1. sermat (sir maht) n.: the sudden, sometimes awkward silence that can arise during group discussions. (Note: there is a belief that sermats occur most often at 20 minutes to and after the hour; this is a stupid belief.) From the Latin sermo meaning to talk and the Greek stamato meaning to stop or pause. Ex: A lively discussion on God’s sovereignty flowed on into the early hours, interrupted only by the pizza-delivery guy and the occasional sermat.

2. floscus (flah skus) n.: the explosive effect that can occur as one takes the very last bites of a closed, sandwich-type food item. From the latin fluo, meaning flow, and esca meaning food. Ex: You’re getting near the end of that burrito, Lewis, and that’s a clean shirt—watch out for the floscus!

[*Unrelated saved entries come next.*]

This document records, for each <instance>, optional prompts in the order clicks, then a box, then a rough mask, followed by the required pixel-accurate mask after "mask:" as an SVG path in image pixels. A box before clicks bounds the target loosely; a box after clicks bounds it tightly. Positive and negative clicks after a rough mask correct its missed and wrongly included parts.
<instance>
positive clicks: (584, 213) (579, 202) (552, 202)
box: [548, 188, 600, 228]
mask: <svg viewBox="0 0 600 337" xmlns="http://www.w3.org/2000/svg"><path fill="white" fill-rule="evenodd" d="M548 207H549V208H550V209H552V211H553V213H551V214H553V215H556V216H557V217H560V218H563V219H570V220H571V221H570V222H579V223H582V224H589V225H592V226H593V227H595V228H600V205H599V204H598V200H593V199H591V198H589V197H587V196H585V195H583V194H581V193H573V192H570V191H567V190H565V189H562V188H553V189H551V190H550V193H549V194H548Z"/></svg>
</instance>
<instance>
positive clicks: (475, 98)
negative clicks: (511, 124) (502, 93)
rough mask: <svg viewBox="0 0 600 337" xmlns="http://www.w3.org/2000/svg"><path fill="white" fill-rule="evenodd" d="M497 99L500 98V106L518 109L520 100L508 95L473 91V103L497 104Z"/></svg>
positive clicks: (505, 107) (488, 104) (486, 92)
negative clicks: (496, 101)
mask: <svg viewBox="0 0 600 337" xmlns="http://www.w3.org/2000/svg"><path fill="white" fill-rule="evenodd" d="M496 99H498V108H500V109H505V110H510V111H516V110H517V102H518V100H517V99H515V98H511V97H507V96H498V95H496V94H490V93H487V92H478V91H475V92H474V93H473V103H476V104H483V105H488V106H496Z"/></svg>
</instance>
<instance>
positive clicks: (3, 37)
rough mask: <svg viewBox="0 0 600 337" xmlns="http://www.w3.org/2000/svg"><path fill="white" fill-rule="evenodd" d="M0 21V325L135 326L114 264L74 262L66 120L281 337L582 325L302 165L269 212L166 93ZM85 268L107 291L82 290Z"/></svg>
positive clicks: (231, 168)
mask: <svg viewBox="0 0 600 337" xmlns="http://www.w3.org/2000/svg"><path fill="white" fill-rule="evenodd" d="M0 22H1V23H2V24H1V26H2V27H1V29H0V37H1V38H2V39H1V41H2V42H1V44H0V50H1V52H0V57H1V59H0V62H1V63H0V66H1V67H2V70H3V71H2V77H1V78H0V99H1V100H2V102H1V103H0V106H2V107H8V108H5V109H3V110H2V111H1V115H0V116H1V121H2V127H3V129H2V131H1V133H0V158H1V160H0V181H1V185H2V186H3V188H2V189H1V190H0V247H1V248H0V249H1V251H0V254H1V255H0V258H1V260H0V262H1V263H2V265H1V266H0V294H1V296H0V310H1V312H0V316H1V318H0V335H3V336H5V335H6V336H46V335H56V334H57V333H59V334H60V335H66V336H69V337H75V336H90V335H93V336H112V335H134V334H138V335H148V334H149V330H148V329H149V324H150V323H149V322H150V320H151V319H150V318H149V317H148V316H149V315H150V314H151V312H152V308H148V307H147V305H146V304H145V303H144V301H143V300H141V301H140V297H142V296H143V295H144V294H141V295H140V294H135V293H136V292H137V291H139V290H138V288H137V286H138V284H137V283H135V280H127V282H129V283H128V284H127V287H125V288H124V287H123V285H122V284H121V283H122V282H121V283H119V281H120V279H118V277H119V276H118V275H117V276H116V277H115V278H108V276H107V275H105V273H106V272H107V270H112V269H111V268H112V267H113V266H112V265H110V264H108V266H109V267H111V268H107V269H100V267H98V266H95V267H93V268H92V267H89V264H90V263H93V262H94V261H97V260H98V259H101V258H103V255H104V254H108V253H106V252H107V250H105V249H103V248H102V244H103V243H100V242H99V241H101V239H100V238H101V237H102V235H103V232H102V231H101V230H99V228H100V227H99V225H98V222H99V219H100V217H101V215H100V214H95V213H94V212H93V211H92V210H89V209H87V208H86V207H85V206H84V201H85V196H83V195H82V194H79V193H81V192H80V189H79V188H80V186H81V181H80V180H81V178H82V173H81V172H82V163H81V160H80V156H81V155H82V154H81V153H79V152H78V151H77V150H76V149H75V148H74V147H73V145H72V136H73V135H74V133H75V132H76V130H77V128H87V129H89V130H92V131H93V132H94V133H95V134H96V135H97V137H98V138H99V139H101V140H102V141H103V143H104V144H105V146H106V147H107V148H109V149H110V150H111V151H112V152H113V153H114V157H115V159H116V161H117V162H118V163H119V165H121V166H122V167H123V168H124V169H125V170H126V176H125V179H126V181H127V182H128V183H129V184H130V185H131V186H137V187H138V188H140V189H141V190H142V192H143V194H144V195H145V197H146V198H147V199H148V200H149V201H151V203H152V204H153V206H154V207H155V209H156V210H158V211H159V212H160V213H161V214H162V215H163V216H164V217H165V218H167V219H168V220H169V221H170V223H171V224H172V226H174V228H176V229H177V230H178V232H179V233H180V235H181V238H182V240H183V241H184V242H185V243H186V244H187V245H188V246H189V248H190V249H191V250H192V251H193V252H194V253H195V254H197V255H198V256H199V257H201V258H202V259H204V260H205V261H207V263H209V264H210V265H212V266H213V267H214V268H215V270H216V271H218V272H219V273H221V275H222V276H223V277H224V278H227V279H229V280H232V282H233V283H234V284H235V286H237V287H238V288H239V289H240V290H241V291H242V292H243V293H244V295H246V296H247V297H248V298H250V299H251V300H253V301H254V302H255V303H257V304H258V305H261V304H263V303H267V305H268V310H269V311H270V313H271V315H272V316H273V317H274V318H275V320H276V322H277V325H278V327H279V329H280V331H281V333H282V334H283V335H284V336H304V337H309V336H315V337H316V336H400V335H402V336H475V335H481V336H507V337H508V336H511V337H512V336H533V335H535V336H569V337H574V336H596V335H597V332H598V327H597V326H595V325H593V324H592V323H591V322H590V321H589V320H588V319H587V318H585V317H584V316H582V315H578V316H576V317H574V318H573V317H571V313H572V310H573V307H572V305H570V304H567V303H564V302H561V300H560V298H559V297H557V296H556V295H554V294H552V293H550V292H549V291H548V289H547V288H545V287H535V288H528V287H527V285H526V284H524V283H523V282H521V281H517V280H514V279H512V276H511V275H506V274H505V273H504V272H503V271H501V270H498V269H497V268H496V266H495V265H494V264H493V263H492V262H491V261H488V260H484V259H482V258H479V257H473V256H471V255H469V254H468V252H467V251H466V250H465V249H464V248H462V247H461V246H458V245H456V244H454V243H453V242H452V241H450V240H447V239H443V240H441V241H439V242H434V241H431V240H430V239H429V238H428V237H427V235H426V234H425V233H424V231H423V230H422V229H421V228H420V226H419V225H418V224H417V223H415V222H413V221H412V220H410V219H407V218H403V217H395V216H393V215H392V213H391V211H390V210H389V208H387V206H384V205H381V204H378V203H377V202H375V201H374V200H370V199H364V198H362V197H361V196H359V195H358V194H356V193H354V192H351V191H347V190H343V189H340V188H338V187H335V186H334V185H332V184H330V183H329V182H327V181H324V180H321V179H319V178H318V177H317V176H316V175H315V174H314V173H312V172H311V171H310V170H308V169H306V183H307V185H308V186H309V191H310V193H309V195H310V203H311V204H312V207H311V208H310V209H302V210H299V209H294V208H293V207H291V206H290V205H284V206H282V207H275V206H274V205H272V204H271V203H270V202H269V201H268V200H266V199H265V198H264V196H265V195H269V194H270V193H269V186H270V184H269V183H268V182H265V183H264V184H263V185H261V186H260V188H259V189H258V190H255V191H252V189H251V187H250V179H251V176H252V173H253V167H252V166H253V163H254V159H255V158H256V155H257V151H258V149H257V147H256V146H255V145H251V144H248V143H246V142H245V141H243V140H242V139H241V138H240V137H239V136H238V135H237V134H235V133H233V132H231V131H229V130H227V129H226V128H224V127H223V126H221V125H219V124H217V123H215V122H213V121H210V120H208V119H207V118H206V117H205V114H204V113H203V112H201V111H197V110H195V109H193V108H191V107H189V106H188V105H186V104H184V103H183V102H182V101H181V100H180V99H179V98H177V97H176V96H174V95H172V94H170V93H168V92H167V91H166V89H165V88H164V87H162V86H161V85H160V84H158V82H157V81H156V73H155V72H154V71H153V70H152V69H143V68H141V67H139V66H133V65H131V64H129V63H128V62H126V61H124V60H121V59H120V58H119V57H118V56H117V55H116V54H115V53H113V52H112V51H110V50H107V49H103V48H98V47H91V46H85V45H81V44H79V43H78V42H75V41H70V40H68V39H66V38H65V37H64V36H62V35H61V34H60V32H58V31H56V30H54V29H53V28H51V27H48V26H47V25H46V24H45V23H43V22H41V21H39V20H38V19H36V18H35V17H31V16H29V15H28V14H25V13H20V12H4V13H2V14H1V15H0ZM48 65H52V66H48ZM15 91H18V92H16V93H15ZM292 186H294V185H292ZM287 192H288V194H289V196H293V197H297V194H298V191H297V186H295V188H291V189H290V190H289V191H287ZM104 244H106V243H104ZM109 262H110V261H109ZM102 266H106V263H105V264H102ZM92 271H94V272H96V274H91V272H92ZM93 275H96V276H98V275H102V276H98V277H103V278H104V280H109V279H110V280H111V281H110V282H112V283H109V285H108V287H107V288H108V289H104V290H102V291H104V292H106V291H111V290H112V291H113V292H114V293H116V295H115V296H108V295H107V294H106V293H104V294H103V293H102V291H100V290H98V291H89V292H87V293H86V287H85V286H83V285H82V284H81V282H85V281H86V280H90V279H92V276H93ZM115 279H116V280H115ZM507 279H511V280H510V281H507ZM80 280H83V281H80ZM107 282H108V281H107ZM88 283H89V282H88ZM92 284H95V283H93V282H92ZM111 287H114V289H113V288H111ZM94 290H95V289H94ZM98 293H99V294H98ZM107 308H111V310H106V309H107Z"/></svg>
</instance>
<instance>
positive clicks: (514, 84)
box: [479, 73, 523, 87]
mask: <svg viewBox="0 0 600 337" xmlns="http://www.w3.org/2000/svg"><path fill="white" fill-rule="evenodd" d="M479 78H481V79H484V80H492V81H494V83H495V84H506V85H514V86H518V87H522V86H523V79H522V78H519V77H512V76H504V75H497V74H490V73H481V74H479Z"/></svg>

3. incurputation (in ker pyu tay shun) n.: an encounter in which two people, approaching from opposite directions, attempt to pass by one another; but in the attempt to make room, each chooses the same side, thereby running into the other. This is often followed by a series of similar side-to-side moves as each participant tries to get past the other. Incurputations are often terminated by one or both parties smiling or laughing awkwardly and saying something like, “shall we dance?” Variations include two or more cars starting and stopping simultaneously at a stop sign, a European kiss to the check where the parties bump noses, and introductions between people from the West and Far East in which the opposites can’t figure out whether to bow or shake hands and so attempt to do both, alternately, clumsily, ineffectively. From the latin incurse meaning to collide and the Greek perpate meaning to step or walk. She had determined to make an elegant entrance into the restaurant, but a blushing incurputation with a waiter spoiled the effect.

There. Flags are planted. Time to go look for more land.